Cet album contient des titres aussi connus que "Free As A Bird", "I'm beggin You" ,"It's Alright."

John Helliwell avait prédit que le groupe irait dans une direction plus orientée vers le Rythm'n blues après que Roger soit parti.

Pour moi, ajoute Rick "cet album était libre de certaines obsessions et des côtés les plus prétentieux de Supertramp. Il n'y avait pas de paroles intenses qui soient difficiles à comprendre. Il revenait à l'essentiel et donc à une certaine liberté qui venait de là.

Ce nouvel album est moins engagé que le précédent, l'accent étant mis davantage sur les chansons d'amour.

Roger Hodgson, n'ayant pas été remplacé, le groupe reste un quatuor, même si officiellement, ils compte un cinquième membre quasi permanent depuis plusieurs années en la personne du chanteur, clavier et guitariste Mark Hart.

La tournée de promotion de l'album "Free as a bird", est baptisée "The world migration tour". Elle va occuper le premier trimestre de l'année 1988 et marquer ce que l'on pourrait appeler un retour aux réalités. Les chansons de Roger Hodgson, figure à nouveau au programme, interprétée par Mark Hart. Il faut bien avouer qu'elles constituent une part importante du répertoire de Supertramp.

Cette tournée fait l'objet de "Live 88", qui sort en octobre 1988, un album enregistré sur un simple magnétophone deux pistes, branché sur la console de mixage des concerts.

Sur scène, Supertramp s'écarte de son répertoire habituel, avec une version de "I'm your hoochie cooche man" de Willy Dickson.

En 1989, Bob Siebenberg publie "Heads up the long shut".

Puis, on n'entendra plus parler de Supertramp, jusqu'à la sortie de deux compilations : "The very best of.vol.1 et vol.2", sortis respectivement en 1990 et 1993.

Le 14 avril 1993, à l'hôtel Hilton de Beverly Hills, Roger Hodgson, Rick Davies et John Helliwell se retrouvent pour une performance destinée à récolter de l'argent pour une oeuvre de charité, dirigée par le co-fondateur de A&M Records, Jerry Moss. Ce soir-là, ils jouent de nombreuses chansons dont "Logical song" et "Goodbye stranger".

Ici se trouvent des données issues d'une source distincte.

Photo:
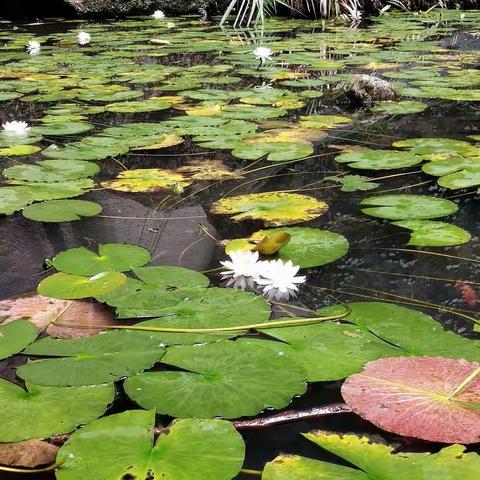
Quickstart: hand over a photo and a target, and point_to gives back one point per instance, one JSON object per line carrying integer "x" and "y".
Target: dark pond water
{"x": 172, "y": 226}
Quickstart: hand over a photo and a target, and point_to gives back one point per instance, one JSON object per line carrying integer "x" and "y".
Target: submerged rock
{"x": 362, "y": 90}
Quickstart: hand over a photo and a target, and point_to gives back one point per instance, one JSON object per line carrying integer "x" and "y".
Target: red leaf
{"x": 44, "y": 311}
{"x": 423, "y": 397}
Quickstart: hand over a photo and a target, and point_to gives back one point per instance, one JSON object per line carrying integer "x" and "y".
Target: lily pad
{"x": 61, "y": 210}
{"x": 120, "y": 257}
{"x": 332, "y": 351}
{"x": 212, "y": 375}
{"x": 408, "y": 207}
{"x": 102, "y": 358}
{"x": 15, "y": 336}
{"x": 274, "y": 208}
{"x": 54, "y": 410}
{"x": 379, "y": 159}
{"x": 146, "y": 180}
{"x": 432, "y": 398}
{"x": 426, "y": 233}
{"x": 378, "y": 461}
{"x": 402, "y": 107}
{"x": 51, "y": 171}
{"x": 72, "y": 287}
{"x": 190, "y": 449}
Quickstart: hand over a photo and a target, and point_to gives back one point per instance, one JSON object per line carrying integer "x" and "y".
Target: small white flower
{"x": 242, "y": 270}
{"x": 84, "y": 38}
{"x": 33, "y": 47}
{"x": 263, "y": 54}
{"x": 18, "y": 128}
{"x": 158, "y": 15}
{"x": 279, "y": 279}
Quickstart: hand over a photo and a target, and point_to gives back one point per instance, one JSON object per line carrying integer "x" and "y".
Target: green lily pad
{"x": 19, "y": 150}
{"x": 379, "y": 159}
{"x": 310, "y": 247}
{"x": 100, "y": 358}
{"x": 332, "y": 351}
{"x": 276, "y": 151}
{"x": 408, "y": 207}
{"x": 64, "y": 128}
{"x": 274, "y": 208}
{"x": 73, "y": 287}
{"x": 61, "y": 210}
{"x": 15, "y": 336}
{"x": 120, "y": 257}
{"x": 402, "y": 107}
{"x": 293, "y": 467}
{"x": 213, "y": 374}
{"x": 190, "y": 449}
{"x": 40, "y": 412}
{"x": 378, "y": 461}
{"x": 353, "y": 183}
{"x": 51, "y": 171}
{"x": 426, "y": 233}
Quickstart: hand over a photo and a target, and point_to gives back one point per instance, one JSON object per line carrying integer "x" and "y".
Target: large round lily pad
{"x": 121, "y": 257}
{"x": 408, "y": 207}
{"x": 101, "y": 358}
{"x": 432, "y": 398}
{"x": 274, "y": 208}
{"x": 40, "y": 412}
{"x": 226, "y": 379}
{"x": 426, "y": 233}
{"x": 190, "y": 449}
{"x": 15, "y": 336}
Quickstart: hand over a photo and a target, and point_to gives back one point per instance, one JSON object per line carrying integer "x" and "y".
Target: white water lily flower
{"x": 263, "y": 54}
{"x": 242, "y": 270}
{"x": 19, "y": 128}
{"x": 279, "y": 280}
{"x": 158, "y": 15}
{"x": 84, "y": 38}
{"x": 33, "y": 47}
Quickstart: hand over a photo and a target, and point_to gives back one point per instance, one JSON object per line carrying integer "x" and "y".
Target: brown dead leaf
{"x": 44, "y": 311}
{"x": 28, "y": 454}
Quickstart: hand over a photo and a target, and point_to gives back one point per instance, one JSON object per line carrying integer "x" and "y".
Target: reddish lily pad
{"x": 432, "y": 398}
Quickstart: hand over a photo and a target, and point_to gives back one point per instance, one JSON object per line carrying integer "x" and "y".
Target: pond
{"x": 188, "y": 142}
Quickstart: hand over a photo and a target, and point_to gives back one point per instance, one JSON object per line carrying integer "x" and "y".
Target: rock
{"x": 362, "y": 90}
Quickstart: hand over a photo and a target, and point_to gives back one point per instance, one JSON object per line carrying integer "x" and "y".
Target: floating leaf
{"x": 402, "y": 107}
{"x": 102, "y": 358}
{"x": 377, "y": 460}
{"x": 353, "y": 183}
{"x": 72, "y": 287}
{"x": 44, "y": 312}
{"x": 379, "y": 159}
{"x": 190, "y": 449}
{"x": 61, "y": 210}
{"x": 120, "y": 257}
{"x": 408, "y": 207}
{"x": 426, "y": 233}
{"x": 15, "y": 336}
{"x": 51, "y": 171}
{"x": 54, "y": 410}
{"x": 211, "y": 377}
{"x": 146, "y": 180}
{"x": 332, "y": 351}
{"x": 274, "y": 208}
{"x": 432, "y": 398}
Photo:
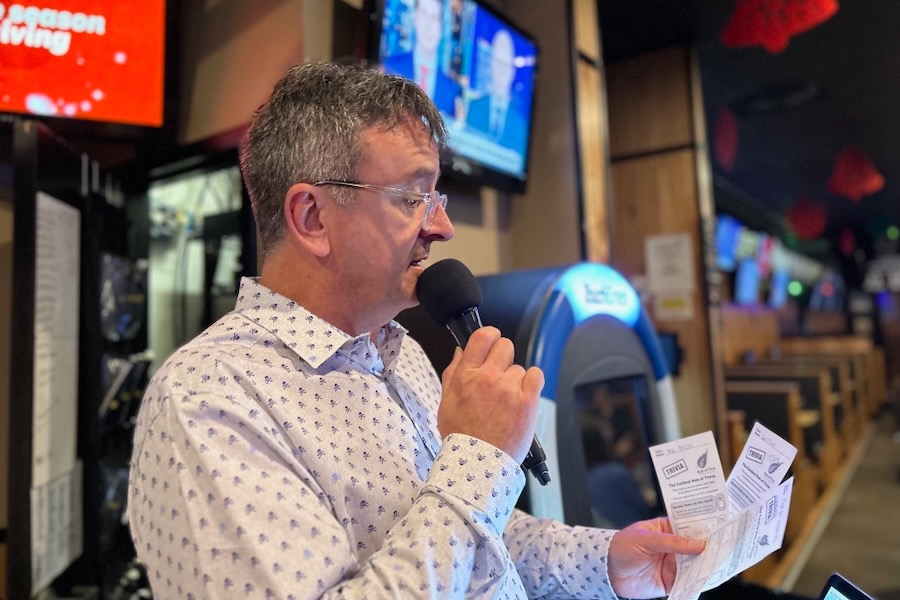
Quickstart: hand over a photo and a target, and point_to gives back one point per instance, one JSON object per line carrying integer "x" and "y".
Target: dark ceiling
{"x": 836, "y": 85}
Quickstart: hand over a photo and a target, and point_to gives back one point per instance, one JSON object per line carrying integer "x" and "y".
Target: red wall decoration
{"x": 806, "y": 219}
{"x": 854, "y": 176}
{"x": 772, "y": 23}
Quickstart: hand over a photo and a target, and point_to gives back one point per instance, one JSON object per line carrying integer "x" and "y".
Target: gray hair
{"x": 308, "y": 130}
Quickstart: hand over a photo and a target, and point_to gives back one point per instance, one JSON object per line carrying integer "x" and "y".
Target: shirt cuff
{"x": 480, "y": 474}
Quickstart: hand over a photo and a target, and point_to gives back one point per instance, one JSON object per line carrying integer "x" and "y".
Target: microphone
{"x": 450, "y": 295}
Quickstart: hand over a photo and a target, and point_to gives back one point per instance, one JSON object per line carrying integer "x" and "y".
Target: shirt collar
{"x": 312, "y": 338}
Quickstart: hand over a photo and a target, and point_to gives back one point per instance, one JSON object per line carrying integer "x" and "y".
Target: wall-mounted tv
{"x": 480, "y": 71}
{"x": 99, "y": 60}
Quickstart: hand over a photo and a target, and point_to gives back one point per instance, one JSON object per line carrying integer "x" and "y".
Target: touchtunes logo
{"x": 605, "y": 294}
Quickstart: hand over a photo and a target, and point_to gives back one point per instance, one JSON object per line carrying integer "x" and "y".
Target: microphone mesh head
{"x": 447, "y": 289}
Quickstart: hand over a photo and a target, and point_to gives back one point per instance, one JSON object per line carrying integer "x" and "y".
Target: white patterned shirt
{"x": 275, "y": 456}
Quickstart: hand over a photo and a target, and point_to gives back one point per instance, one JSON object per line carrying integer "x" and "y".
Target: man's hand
{"x": 488, "y": 397}
{"x": 641, "y": 561}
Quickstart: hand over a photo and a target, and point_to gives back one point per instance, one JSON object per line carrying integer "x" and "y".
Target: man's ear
{"x": 303, "y": 205}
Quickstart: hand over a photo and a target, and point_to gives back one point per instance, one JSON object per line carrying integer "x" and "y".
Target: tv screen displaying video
{"x": 99, "y": 60}
{"x": 477, "y": 68}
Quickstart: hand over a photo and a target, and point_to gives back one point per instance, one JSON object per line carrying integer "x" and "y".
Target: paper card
{"x": 690, "y": 476}
{"x": 762, "y": 465}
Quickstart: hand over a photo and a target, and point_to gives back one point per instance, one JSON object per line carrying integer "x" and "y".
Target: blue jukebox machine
{"x": 607, "y": 395}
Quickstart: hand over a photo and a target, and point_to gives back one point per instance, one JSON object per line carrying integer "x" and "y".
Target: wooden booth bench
{"x": 816, "y": 417}
{"x": 844, "y": 399}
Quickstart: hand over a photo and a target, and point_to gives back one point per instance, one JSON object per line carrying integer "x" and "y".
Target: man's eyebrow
{"x": 423, "y": 173}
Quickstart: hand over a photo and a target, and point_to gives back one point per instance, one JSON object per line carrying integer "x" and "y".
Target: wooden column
{"x": 590, "y": 112}
{"x": 660, "y": 184}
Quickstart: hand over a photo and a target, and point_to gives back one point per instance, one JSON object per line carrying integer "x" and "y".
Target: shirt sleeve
{"x": 221, "y": 507}
{"x": 556, "y": 560}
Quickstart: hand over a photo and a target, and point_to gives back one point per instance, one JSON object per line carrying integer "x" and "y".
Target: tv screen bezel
{"x": 116, "y": 125}
{"x": 456, "y": 167}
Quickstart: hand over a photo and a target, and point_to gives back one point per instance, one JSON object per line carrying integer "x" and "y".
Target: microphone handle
{"x": 462, "y": 327}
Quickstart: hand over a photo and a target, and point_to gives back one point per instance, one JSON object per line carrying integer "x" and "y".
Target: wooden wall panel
{"x": 592, "y": 147}
{"x": 656, "y": 195}
{"x": 650, "y": 103}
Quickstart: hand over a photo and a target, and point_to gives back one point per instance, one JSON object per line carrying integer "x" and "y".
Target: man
{"x": 303, "y": 446}
{"x": 423, "y": 64}
{"x": 495, "y": 113}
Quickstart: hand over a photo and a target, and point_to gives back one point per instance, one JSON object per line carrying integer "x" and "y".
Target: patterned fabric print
{"x": 277, "y": 457}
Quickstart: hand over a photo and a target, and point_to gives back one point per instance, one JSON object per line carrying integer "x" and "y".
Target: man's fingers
{"x": 665, "y": 543}
{"x": 533, "y": 382}
{"x": 447, "y": 375}
{"x": 501, "y": 354}
{"x": 478, "y": 347}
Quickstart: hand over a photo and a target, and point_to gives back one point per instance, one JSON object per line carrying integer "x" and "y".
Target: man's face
{"x": 427, "y": 23}
{"x": 380, "y": 240}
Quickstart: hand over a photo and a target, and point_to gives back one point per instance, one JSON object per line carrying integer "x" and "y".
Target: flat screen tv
{"x": 480, "y": 71}
{"x": 99, "y": 60}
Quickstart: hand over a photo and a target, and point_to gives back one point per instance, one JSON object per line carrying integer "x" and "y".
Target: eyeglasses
{"x": 413, "y": 199}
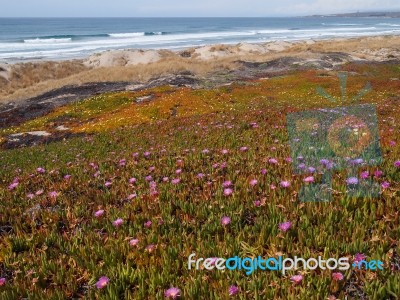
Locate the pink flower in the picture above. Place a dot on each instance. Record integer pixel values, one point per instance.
(132, 196)
(257, 203)
(227, 184)
(253, 182)
(118, 222)
(133, 242)
(40, 170)
(150, 248)
(273, 161)
(337, 276)
(175, 181)
(296, 278)
(13, 186)
(99, 213)
(225, 220)
(172, 293)
(285, 184)
(108, 184)
(309, 179)
(233, 290)
(102, 283)
(53, 194)
(285, 226)
(228, 191)
(352, 181)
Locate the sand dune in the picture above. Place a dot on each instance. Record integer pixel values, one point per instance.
(26, 80)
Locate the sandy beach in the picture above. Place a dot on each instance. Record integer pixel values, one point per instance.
(21, 81)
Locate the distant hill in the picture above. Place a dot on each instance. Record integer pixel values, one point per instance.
(364, 15)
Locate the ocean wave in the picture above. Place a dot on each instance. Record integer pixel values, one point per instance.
(389, 24)
(135, 34)
(341, 24)
(47, 40)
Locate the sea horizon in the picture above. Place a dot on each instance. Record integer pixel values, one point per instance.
(29, 39)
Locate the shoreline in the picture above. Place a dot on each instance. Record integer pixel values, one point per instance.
(25, 80)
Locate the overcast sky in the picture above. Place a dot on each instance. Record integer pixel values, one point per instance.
(187, 8)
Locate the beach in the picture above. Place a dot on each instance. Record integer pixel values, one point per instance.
(20, 81)
(122, 165)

Ainsi, après un dernier album studio, sortit en 1987, ainsi qu'une tournée l'année suivante, le groupe, ne fera plus parler de lui pendant dix ans, jusqu'à ce que l'on annonce leur retour.

Auteur : Marc Pili

Copie autorisée

Version originale : http://www.chez.com/supertramp/biographie.html

Date de mise en ligne : 2003-11-04

Biographie de Supertramp

Pour ma part, j'adore leur deuxième album : "Indelibly stamped" (et beaucoup moins leur premier). Comme quoi "les goûts et les couleurs..."

2009-07-08 00:00:00

Biographie de Supertramp

Plus tard, Supertramp ont effectivement refait parlés d'eux, mais cela n'avais plus rien à voir avec le groupe Supertramp "d'avant". Les générations ont évoluées, les mentalités aussi et aujourd'hui Supertramp n'est bon que pour les nostalgiques des années 70 à 90 ..... ou comme le disent les jeunes de 20 ans et moins "les vieux que nous sommes". Je ne pense pas que Supertramp se relèvera un jour, pas plus que Pink Floyd ou autres Dire Straits et etc ... c'est une époque révolue mais elle était sublime. Un jour peut-être ces titres seront peut-être présent de nouveau sur les lèvres, mais pas avant que les modes nouvelles ne tarissent et que la musique ne trouve plus de compagnons digne de sa compagnie. Cela commence à être le cas puisque de plus en plus on peu constater que les anciens titres de nos époques ressortent et plaise à la dernière génération. Mais d'ici à dire que des nouveaux Supertramp et ou autres du genre vont renaitre; dire que des gens de talents comme Marvin Gay ou ottis reding seront remplacés; oui peut-être, mais d'ici là, nous seront sans doute déjà tous mort. Reste plus qu'à prendre nos bon vieux albums supertramp, fermer les yeux, et les écouter de nouveaux en chantant avec eux. Pourquoi pas si on ne chante pas trop faux ?!